The absolute state of AI results. - Page 81

BradZax · #**801** Yesterday, 10:42 PM

Quote:

Originally Posted by Ekco [You must be logged in to view images. Log in or Register.]

It actually isn't, I went and scrolled the paper lol

You're misunderstanding the point of the paper.

I'm not saying these researchers are everyday users.

These are the exact senior scientists at Google DeepMind who build and evaluate Gemini.

The chart isn't supposed to show how a casual user prompts a model; it's a technical evaluation from the actual creators of the AI showing how the underlying architecture behaves.

They absolutely 'matter' because they build the tech.

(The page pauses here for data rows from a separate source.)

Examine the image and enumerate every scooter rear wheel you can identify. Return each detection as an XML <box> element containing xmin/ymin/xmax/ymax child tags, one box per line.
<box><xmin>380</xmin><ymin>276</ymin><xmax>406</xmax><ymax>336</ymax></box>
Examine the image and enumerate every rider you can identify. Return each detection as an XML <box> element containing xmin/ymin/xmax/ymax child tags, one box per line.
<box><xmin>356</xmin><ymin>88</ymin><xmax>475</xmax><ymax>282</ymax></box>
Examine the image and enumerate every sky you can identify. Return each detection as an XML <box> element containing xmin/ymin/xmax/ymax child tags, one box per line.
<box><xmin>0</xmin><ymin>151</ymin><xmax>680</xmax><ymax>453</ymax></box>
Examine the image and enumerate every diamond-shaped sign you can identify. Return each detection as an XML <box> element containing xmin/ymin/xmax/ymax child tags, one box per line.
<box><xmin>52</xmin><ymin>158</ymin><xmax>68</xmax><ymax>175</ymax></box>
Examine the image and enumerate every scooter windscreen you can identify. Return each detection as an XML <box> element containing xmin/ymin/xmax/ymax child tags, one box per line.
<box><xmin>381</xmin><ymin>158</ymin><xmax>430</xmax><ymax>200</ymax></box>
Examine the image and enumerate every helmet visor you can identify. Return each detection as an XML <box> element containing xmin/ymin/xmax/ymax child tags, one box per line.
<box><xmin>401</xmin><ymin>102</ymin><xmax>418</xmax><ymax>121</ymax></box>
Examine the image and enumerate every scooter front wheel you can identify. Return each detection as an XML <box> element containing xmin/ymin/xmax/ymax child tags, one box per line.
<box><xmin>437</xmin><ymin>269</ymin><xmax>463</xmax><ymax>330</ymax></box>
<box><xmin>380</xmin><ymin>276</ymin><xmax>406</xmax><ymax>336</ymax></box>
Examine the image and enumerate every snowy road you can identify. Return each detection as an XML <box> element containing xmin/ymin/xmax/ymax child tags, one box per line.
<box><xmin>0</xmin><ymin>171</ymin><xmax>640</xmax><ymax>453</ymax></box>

Ekco · #**802** Today, 01:17 AM

My beef is with the METR graph which isn't mentioned once in the paper nor are they, its a sensational Berkeley nonprofit writing disingenuous misleading tests to show the outcome they want, working backwards from ai in scifi scary so we should stop just like they work backward from cows fart too much so you shouldn't be allowed to have a hamburger

[You must be logged in to view images. Log in or Register.]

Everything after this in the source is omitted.